Earthquakes give California a new desert tourist attraction
RIDGECREST — Christian Flores had traveled more than 200 miles, from San Diego to the Mojave Desert, to visit the latest Southern California tourist attraction.
There it was, on the hot asphalt of Highway 178 between Ridgecrest and Trona: a gnarly, surprisingly wide scar, courtesy of one very large earthquake. And just a few miles down the road lay another one — caused by a second, even larger and more terrifying quake.
Flores couldn’t wait to upload what he saw on his YouTube channel.
Since the Fourth of July, tourists, geologists and students have converged on the once-desolate spot from far and wide, to see the ruptures on Highway 178 caused by last week’s magnitude 6.4 and 7.1 earthquakes. The Grand Canyon this is not — but the cracks were sizable enough to make visitors gape.

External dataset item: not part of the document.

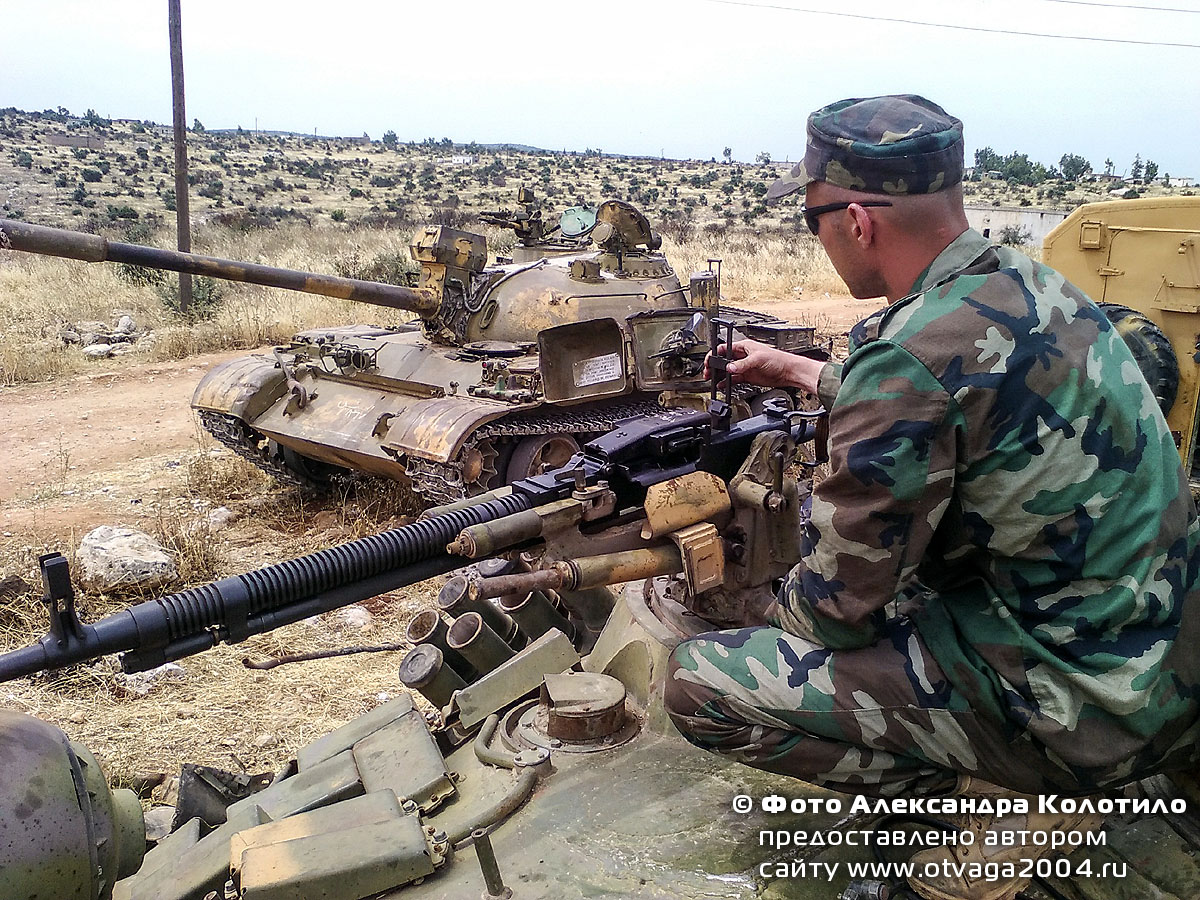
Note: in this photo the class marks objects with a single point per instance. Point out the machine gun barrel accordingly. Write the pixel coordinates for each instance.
(627, 461)
(233, 609)
(95, 249)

Trucks, minivans and sedans slowed down to park on the gravel lining the side of the highway. Families with young children hopped out. Researchers with GPS devices set up their machinery. Others ventured into the brown shrubbery as they followed the surface ruptures into hilly terrain.
They held cameras and shot selfies in the middle of the road.
“I thought it would fare well online,” Flores, 27, said of the cracks as the early evening sun descended over the mountains. “I mean, how often do you get an earthquake of this size?”
Flores picked up rocks he had found on the surface rupture as souvenirs and placed them gently in the back of his car trunk.
As a dust devil whirled, Michelle Binion, 56, marveled at the rupture caused by the first quake. She had driven with her husband to the area from Rancho Cucamonga, determined to see the evidence of nature’s power.
“This is absolutely worth the drive,” she said with a smile. “I think as human beings we like to live on the edge. This fault really shows you just how vulnerable we are.”
Some of the cracks traveled across the highway and into the desert landscape on either side.
It has been about 20 years since scientists have seen a quake of this magnitude in California, said Cynthia Pridmore of the California Earthquake Clearinghouse — a website where experts and quake novices can share their observations.
The clearinghouse has heard from researchers who believe that the most notable surface rupture discovered so far — caused by the 7.1 quake that hit Friday — could measure about 28 miles in length.
But that won’t be known until U.S. Geological Survey and California Geological Survey scientists who have access to the Naval Air Weapons Station at China Lake report back.
Michelle Binion, 56, left, and Gary Binion, 58, came from Rancho Cucamonga to photograph and to see how earthquakes have ruptured roads and earth in the area on Saturday in Searles Valley.